La Banca d’Italia ha condotto un esperimento finalizzato a capire se ChatGPT può essere utilizzato per la stesura di un documento di policy destinato al direttorio dell’istituto. Con quest’ultimo si intende l’insieme di norme che vengono adottate da un’organizzazione per disciplinare la condotta dei propri componenti durante l’uso di determinati strumenti.
Le conclusioni dello studio sono contenute nel report intitolato "Loquacity and visible emotion: ChatGPT as a policy advisor". In esso di legge chiaramente che il chatbot basato sul modello generativo di OpenAI puà essere molto utile per velocizzare il workflow e fornire suggerimenti utili ma non potrebbe essere considerato un assistente affidabile.
Nelo specifico il documento di policy creato da ChatGPT si sarebbe dimostrato superficiale, errato in molte delle sue parti e irrilevante. Ciò non significa che non possa essere utilizzato per la creazione di testi anche molto articolati ma è sempre necessaria la supervisione di un esperto che sappia individuare eventuali criticità nei contenuti generati.

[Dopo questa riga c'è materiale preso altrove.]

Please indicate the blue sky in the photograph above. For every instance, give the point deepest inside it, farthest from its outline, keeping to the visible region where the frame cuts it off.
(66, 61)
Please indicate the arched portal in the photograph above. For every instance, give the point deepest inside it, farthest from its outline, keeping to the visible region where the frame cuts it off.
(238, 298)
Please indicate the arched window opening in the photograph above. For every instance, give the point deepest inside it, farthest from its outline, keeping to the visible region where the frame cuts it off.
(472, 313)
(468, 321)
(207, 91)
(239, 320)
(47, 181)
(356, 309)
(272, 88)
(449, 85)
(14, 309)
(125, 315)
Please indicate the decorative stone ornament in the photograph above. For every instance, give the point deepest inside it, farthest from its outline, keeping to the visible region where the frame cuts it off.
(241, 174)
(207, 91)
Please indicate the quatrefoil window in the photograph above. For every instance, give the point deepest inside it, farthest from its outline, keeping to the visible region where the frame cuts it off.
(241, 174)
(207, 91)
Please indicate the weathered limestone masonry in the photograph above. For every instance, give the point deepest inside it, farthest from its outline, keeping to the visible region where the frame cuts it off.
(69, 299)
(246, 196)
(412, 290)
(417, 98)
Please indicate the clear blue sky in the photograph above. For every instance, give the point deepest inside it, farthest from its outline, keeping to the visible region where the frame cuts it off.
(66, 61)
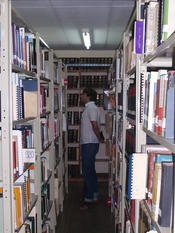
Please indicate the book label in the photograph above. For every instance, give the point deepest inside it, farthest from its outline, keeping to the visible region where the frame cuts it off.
(28, 155)
(139, 37)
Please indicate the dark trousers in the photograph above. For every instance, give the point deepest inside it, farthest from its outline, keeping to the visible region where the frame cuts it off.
(89, 152)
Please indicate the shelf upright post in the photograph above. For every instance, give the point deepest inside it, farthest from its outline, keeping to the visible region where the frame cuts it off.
(61, 134)
(37, 140)
(140, 135)
(117, 214)
(66, 138)
(124, 136)
(6, 111)
(51, 136)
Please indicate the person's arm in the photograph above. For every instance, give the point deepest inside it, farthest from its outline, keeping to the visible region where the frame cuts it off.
(96, 131)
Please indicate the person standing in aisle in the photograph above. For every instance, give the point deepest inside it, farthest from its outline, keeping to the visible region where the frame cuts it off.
(89, 139)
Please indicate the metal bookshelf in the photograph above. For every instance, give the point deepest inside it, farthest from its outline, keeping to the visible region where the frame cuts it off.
(161, 57)
(7, 181)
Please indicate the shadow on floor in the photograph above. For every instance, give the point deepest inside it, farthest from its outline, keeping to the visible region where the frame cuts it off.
(97, 219)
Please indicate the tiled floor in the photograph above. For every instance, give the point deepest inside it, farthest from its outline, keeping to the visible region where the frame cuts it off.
(97, 219)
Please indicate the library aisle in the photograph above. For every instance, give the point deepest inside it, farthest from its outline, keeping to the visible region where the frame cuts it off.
(96, 219)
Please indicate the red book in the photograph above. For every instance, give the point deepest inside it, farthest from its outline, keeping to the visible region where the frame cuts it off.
(14, 161)
(150, 175)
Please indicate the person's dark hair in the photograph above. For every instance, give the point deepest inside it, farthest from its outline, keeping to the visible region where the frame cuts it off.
(91, 93)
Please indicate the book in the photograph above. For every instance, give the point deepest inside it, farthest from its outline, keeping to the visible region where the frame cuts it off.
(138, 37)
(30, 98)
(137, 183)
(166, 193)
(157, 183)
(170, 109)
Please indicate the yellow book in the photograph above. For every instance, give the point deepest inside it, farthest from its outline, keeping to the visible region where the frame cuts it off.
(18, 205)
(156, 191)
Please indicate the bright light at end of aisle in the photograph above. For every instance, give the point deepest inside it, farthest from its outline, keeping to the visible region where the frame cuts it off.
(86, 39)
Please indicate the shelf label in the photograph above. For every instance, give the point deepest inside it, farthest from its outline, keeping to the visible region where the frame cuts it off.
(28, 155)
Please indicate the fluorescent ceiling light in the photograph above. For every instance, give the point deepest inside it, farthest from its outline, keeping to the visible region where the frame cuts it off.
(86, 39)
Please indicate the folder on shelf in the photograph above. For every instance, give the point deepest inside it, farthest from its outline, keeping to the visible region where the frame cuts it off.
(137, 176)
(170, 109)
(160, 158)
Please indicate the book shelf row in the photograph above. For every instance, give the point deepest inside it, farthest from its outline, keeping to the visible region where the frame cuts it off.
(142, 189)
(83, 73)
(33, 177)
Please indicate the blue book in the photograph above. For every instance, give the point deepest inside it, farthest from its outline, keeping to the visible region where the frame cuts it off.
(170, 107)
(163, 158)
(137, 182)
(138, 37)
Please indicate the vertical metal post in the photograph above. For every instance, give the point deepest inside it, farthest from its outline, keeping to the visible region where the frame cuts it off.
(124, 135)
(6, 111)
(37, 140)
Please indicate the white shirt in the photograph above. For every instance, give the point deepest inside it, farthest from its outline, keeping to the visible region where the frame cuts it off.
(91, 113)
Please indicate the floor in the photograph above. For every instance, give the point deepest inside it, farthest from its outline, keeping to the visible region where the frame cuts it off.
(97, 219)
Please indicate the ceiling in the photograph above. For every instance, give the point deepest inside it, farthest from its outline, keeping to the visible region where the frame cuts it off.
(60, 23)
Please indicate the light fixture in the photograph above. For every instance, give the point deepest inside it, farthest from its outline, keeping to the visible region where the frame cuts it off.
(86, 39)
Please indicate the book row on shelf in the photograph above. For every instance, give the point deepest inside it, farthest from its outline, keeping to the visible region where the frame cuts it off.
(142, 152)
(87, 60)
(95, 81)
(33, 167)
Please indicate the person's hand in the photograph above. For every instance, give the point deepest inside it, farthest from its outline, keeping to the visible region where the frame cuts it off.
(102, 140)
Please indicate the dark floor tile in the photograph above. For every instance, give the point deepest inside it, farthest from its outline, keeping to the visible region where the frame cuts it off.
(97, 219)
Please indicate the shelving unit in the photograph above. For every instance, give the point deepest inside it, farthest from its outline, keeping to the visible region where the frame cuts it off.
(132, 136)
(30, 162)
(84, 72)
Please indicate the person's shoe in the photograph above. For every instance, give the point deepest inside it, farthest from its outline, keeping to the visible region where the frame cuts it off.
(95, 200)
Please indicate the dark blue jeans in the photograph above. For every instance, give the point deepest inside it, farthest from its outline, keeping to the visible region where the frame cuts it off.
(89, 152)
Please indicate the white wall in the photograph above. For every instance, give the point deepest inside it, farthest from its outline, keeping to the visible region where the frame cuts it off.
(84, 53)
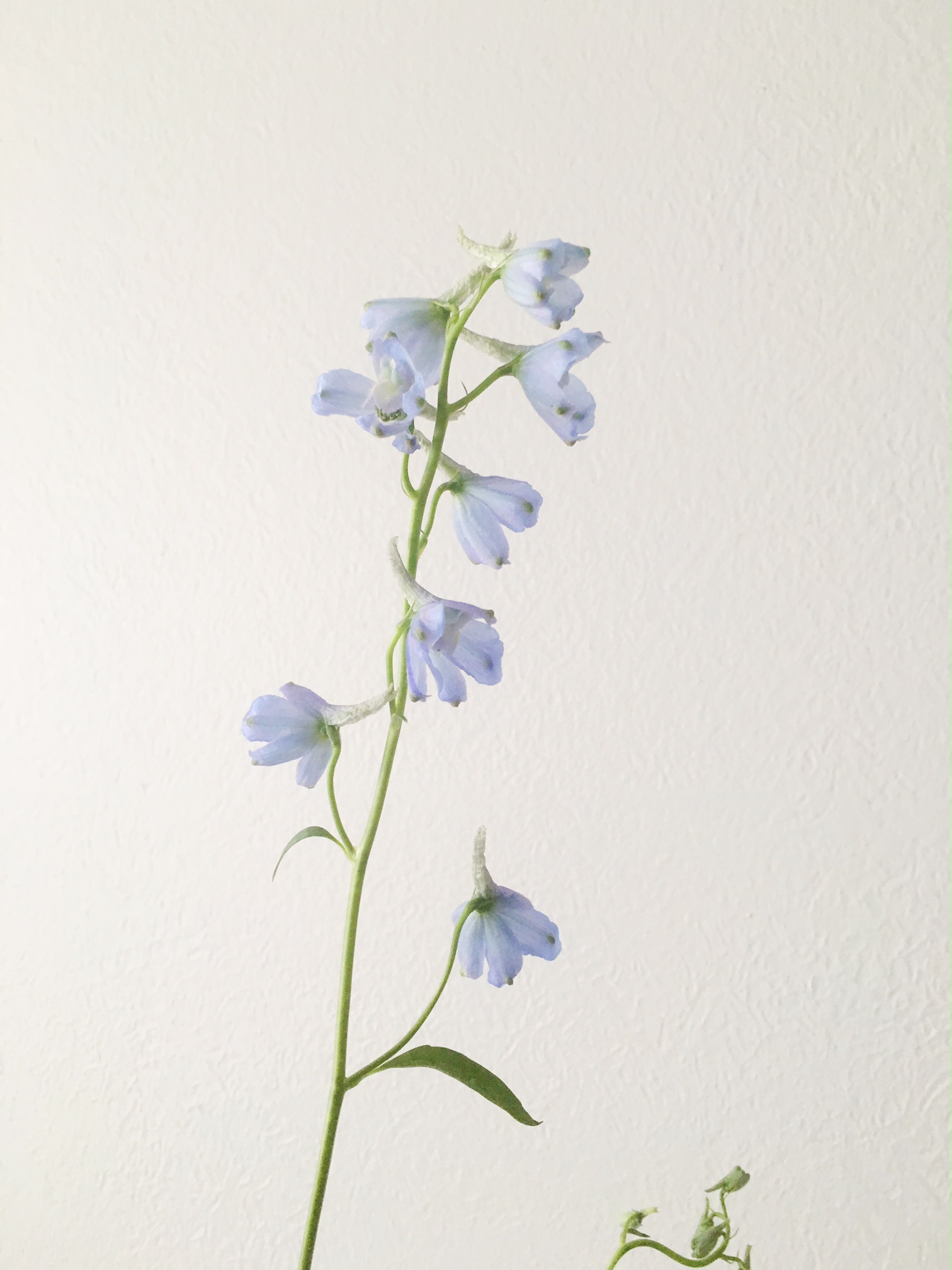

I problemi rilevati sarebbero anche di carattere economico, perché un chatbot la cui attività deve essere sorvegliata e analizzata nel dettaglio presenta delle limitazioni anche rilevanti in termini di produttività. Almeno per il momento non sarebbe quindi possibile delegare questo particolare tipo di compito ad un’Intelligenza Generativa.
L’esperimento è stato condotto utilizzando GPT-4 che è l’ultima versione del modello generativo alla base di ChatGPT. Nel report viene evidenziato come la piattaforma abbia prodotto delle policy errate anche nei casi in cui i prompt proposti siano stati particolarmente dettagliati, specificando ad esempio il contesto e il pubblico di riferimento.